I always like Bruegel's Tower of Babel.  

http://upload.wikimedia.org/wikipedia/commons/e/e1/Brueghel-tower-of-babel.jpg

Reflecting presently, it seems to me that it does rather  reflect a
sort of hubris that I associate with (speaking loosely) the right
wing: a great monument to ourselves; will work because we believe it
will and niggling engineers be damned; all those proles hard at work
for our glory. (Look closely: those cranes lifting blocks of stone
from the quay are treadmill-operated.  Guys inside a water wheel-like
device climb the side and the wheel turns.)

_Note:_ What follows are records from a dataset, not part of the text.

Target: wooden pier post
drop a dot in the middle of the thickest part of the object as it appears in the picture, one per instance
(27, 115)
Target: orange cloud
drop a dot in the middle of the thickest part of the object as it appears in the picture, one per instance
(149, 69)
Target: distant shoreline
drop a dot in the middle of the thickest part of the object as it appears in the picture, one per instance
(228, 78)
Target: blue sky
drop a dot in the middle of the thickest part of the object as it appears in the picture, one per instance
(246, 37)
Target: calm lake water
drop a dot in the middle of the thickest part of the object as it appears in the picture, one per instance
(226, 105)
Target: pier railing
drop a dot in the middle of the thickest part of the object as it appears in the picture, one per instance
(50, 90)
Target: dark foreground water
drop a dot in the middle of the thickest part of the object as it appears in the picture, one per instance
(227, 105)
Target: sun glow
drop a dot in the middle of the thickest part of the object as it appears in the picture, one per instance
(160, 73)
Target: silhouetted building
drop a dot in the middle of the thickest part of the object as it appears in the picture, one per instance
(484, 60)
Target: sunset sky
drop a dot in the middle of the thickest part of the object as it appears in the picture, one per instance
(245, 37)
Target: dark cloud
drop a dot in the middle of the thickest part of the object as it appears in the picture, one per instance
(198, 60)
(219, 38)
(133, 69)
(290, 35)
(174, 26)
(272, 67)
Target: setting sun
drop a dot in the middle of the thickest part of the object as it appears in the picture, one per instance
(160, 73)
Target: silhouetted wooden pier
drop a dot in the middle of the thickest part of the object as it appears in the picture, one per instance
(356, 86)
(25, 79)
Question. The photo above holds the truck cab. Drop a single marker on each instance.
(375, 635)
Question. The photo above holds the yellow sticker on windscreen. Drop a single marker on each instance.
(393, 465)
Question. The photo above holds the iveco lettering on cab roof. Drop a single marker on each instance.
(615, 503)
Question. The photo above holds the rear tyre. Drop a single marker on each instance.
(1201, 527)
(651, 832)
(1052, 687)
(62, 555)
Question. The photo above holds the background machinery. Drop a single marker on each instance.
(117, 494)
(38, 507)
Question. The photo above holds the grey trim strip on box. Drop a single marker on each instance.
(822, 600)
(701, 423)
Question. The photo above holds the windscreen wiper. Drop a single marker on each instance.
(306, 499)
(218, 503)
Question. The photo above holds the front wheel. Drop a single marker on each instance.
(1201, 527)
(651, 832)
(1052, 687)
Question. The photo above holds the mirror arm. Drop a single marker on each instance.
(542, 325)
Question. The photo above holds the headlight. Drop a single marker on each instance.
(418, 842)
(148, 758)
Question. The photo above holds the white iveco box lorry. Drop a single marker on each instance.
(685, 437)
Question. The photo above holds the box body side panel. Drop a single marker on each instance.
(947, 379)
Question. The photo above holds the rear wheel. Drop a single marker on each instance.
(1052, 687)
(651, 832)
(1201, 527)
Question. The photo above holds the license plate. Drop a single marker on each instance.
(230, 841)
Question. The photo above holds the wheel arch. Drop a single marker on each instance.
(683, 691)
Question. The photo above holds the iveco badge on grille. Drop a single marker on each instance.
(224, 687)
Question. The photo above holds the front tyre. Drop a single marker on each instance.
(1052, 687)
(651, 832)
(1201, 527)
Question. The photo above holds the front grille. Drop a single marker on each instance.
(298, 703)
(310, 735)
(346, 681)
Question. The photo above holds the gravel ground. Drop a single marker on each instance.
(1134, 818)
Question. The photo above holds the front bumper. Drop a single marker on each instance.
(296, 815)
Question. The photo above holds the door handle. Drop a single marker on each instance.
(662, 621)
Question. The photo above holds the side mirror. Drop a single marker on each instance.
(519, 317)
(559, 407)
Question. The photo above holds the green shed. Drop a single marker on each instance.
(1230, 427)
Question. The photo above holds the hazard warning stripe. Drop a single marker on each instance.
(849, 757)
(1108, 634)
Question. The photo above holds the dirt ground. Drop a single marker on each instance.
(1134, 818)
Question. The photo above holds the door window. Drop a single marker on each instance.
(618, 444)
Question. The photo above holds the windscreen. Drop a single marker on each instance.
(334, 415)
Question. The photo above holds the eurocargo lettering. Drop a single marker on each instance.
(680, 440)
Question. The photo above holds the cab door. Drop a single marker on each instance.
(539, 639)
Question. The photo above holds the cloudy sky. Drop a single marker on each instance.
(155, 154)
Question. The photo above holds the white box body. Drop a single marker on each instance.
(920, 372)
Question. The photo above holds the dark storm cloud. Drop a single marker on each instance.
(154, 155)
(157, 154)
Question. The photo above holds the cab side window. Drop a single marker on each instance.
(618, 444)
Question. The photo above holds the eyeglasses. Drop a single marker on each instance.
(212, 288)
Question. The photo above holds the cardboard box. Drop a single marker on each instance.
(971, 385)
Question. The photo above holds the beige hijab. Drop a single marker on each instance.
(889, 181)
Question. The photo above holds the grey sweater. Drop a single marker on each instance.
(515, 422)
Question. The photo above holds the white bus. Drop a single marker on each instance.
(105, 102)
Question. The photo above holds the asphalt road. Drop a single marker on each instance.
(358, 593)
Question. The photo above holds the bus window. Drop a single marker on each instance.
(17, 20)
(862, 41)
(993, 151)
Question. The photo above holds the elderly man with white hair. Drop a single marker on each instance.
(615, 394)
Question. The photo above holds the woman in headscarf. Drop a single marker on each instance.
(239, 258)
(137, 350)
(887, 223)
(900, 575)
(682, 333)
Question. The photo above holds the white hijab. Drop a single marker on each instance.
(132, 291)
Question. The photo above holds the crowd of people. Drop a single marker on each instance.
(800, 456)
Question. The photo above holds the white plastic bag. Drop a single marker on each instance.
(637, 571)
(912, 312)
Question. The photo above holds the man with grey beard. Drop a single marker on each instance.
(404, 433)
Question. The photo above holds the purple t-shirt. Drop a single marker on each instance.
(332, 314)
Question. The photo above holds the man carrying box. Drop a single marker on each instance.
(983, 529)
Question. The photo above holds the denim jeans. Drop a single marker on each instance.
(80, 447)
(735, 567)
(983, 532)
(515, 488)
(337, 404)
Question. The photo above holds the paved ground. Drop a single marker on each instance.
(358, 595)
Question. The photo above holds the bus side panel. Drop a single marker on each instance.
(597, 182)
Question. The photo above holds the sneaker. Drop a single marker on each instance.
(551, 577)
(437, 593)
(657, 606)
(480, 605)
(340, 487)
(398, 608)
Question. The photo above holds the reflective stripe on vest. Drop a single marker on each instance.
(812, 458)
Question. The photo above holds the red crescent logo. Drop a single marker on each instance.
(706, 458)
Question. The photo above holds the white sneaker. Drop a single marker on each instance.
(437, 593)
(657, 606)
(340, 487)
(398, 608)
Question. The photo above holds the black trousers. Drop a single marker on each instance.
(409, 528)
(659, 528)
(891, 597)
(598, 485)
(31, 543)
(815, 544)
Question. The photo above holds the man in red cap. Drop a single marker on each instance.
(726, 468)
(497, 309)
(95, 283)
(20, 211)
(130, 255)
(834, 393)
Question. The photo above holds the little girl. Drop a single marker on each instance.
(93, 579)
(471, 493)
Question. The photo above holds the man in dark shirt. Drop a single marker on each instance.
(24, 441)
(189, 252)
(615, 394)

Equally intriguing is Bruegel's Land of Cockaigne:

   http://en.wikipedia.org/wiki/File:Pieter_Bruegel_d._%C3%84._037.jpg

Is Cockaigne where we're all presumably going to end up if we spend
enough time in the treadmill?  Or is it the notion of a despicable and
degenerate land of socialists and slackers held by hard-nosed
puritans who would rather rejoice in overlooking all those ants
striving on the Babel Project?

As an interesting aside, I have a book of black & white copies of many
of Bruegel's works.  The Land of Cockaigne is show there in mirror
image of the way the Wikipedia site shows it; clearly not just a
pencil sketch or study but the same painting in detail, only reversed.